James Wachutka, co-owner of Flip N’ Chop, serves a customer. — photo by Zak Neumann
During the Jan. 17 council meeting, on the first reading of the pilot program ordinance, Nick Craig, owner of Brix Cheese Shop & Wine Bar (209 N Linn St.) expressed concern about fairness. Craig said the struggle brick and mortar restaurants experience in Iowa City, including high rent prices and regulations, is forbidding compared to that of food truck vendors, whose expenses are the cost of parking on top of a yearly permit of $1,000. To start up his business, Craig sold his house, and is now living in the back of Brix.
“You’ve got to invest a lot of money and time. Regardless of anything that happens you have to be there,” Craig said. “I am worried that someone else will take my business when I am closed.”
Barry Nelson, vice president of operations at Pancheros Mexican Grill, came to city hall last night and echoed Craig’s concerns.
“It is easy to think without the benefit of retrospect or history that the level of success downtown restaurants have has been here since day one,” Nelson said. “But it has not. The success of these businesses was hard and a long time coming. Brick and mortar have taken great deal of personal risk, invested a great deal of money.”
Council member Rockne Cole said his support cannot be guaranteed until after the pilot period is over and council members are able to get feedback from both sides of the discussion. Mayor Pro Tem Kingsley Botchway gave his support, saying that the program promotes entrepreneurial endeavors and a unique street culture that he would like to see grow in Iowa City.
Concert goers line up to get a bite from the Don Diego, Island Vybes and Marco’s food trucks. Friday, Sept. 16, 2016.. — photo by Zak Neumann
The pilot program received unanimous approval from the council, with most members saying they were interested in testing how the city reacts to new food trucks. The Robert A. Lee parking lot location was a particularly popular option, with council members and food truck owners saying the location offers an option for late night pedestrians to purchase food on their way home without stepping on the toes of brick and mortar establishments.
Kyle Sieck, head chef and owner of Local Burrito, bought a food truck nine years ago and has been mostly limited to setting up at farmers’ markets. He said he wants to promote food trucks in the community.
“I truly believe [food trucks] can address underserved areas,” Sieck said.
Areas such as the university dorms do not yet have a place to buy food at night, he said, adding that he was also excited about a potential late night scene in the Robert A. Lee parking lot. He said the location might encourage “dynamic, non-alcoholic events at night modeled after Cedar Rapids’ late night farmers’ market.”

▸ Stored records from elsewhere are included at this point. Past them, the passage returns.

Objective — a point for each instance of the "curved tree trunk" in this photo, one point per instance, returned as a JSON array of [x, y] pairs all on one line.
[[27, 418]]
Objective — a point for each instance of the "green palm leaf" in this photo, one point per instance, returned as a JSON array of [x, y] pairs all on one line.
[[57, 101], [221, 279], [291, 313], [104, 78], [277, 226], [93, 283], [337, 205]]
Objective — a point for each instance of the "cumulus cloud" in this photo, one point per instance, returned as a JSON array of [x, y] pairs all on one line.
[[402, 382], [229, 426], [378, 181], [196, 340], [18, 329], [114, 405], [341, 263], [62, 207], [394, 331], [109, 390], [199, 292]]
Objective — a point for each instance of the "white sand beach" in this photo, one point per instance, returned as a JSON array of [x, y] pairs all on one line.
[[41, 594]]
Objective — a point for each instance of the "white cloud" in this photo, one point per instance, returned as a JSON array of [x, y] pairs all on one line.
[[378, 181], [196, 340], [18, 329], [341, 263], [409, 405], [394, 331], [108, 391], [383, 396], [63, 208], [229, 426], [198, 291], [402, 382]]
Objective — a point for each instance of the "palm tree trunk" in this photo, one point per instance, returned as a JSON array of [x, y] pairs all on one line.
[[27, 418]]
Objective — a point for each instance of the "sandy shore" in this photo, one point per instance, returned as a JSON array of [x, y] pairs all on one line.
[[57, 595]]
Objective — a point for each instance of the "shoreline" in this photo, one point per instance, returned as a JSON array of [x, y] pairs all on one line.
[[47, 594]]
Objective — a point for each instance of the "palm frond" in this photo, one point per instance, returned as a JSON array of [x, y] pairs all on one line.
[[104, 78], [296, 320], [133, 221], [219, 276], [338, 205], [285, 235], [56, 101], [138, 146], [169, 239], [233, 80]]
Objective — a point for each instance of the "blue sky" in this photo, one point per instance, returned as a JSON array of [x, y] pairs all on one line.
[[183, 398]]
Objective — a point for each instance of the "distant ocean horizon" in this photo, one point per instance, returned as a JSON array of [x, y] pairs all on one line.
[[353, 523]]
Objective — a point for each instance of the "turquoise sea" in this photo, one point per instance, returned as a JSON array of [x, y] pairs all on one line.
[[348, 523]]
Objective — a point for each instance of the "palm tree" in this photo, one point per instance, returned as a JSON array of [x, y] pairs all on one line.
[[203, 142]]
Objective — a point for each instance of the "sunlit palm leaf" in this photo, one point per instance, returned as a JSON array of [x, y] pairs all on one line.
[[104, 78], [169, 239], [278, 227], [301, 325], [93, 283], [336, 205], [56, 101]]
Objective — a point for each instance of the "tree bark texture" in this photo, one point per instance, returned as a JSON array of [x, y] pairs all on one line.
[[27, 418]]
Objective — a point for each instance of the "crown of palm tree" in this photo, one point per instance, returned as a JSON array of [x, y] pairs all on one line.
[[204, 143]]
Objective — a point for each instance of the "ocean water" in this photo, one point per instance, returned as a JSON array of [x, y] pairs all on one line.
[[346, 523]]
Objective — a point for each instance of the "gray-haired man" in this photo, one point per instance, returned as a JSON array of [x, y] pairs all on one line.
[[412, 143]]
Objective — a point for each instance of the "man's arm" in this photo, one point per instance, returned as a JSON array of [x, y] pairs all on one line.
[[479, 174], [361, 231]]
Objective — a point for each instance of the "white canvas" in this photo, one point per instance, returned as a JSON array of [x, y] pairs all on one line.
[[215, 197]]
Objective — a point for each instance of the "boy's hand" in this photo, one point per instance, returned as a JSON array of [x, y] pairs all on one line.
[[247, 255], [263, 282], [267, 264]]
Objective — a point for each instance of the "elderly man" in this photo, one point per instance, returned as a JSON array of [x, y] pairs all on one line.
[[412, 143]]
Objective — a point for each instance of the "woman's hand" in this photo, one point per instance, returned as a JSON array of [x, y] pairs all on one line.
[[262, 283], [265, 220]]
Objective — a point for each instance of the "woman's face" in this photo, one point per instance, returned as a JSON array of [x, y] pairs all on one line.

For some business owners, food trucks can be a springboard to opening up brick and mortar locations of their own. Nancy Bird, the executive director of the Iowa City Downtown District, cited the success of Dumpling Darling, which moved from a farmer’s market stand to claiming a place in Cedar Rapids’ NewBo City Market in 2015 and is currently working towards opening a location on Iowa City’s Iowa Avenue.
While food truck vendors hope to succeed, they reassured owners of brick and mortar establishments that they have great respect for other Iowa City small businesses and would never set up right in front of their business. Creating conflict and disrespecting people “is not what a healthy food truck environment is all about,” Sieck said.
The council also passed an amended solicitation and panhandling ordinance. The ordinance previously prohibited solicitation or panhandling in certain areas downtown. The move came after a 2015 U.S. Supreme Court decision that found a similar ordinance violated the First Amendment. The amended ordinance does prohibit solicitation on sidewalk cafés without the café’s permission.
During the first consideration of the ordinance at the Jan. 17 city council meeting, Nicholas Theisen, of Iowa City, urged the council to repeal all ordinances against the homeless because “it makes it illegal to be poor.”
The amended ordinance passed unanimously.